Could we use the term “severance package” perhaps? I was, after all, C.E.O of The Lichtenstein Family Household, a rather large organization consisting of a wife (me), a husband, three children, two dogs, a ginormous house, two cars and an above average sized yard. The third floor of our house was originally built for “the help,” back in the day when someone living in this size house would typically have a cook, a nanny, a gardener, a couple of servants, and a driver. When we would ring the antiquated buzzers still wired on the walls of our home, nobody showed up. I was it. That was our family joke.

So, as much as I appreciate having my financial freedom as a result of the return of my investment, I look forward to times when the majority of my livelihood is no longer attached to a word whose stigma may be all in my head, but most likely is the result of the complex history of marriage and divorce laws, stubborn (and lazy) traditions of residual nomenclature, and the revolutionary changes in women’s roles in our modern society. As I have begun forging a professional and vocational path (writer, teacher and AirBnB host) that can sustain me when the dividend payouts come to end, I also find that I still have to remind myself that I have gotten to where I am not because I’m lucky or unlucky, but because I have worked hard, won some, lost some, and tried to embrace change.

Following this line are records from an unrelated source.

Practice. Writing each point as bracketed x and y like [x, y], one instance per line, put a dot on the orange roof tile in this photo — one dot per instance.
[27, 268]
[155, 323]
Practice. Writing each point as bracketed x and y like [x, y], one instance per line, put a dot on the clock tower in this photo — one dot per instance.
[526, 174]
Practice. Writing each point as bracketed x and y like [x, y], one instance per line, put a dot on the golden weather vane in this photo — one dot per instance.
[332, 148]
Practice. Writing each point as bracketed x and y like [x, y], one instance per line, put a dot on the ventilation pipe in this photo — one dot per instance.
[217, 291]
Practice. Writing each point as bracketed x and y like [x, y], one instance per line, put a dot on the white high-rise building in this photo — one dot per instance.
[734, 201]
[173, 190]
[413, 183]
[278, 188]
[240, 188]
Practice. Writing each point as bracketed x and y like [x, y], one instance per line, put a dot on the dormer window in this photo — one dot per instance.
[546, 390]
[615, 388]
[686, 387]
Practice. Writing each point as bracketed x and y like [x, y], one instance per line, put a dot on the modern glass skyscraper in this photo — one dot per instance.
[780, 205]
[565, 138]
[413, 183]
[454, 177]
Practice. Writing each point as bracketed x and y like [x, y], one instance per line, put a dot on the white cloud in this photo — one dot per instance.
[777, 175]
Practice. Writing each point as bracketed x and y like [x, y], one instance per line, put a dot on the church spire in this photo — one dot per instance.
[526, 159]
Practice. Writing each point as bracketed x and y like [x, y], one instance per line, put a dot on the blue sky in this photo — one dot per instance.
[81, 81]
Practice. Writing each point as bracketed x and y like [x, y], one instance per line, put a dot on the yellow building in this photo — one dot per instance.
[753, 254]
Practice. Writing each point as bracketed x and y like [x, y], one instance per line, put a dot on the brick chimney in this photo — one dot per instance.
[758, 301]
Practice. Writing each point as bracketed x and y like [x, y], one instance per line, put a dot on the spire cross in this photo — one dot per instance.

I say let’s come up with a new term for alimony that makes the recipient feel less like a charity case and more like a free agent paying her/his bills with returns from wise and hard earned investment. Marriage is the biggest venture if there ever was one, and the lucky ones get to feel the satisfaction by having it last a lifetime; those of us with a long marriage behind us and who had to “cash in the chips” should feel gratified that the mission yielded unique results (life-experience, your children, assets – think “dividends” in the largest sense of the term) hard earned anywhere else.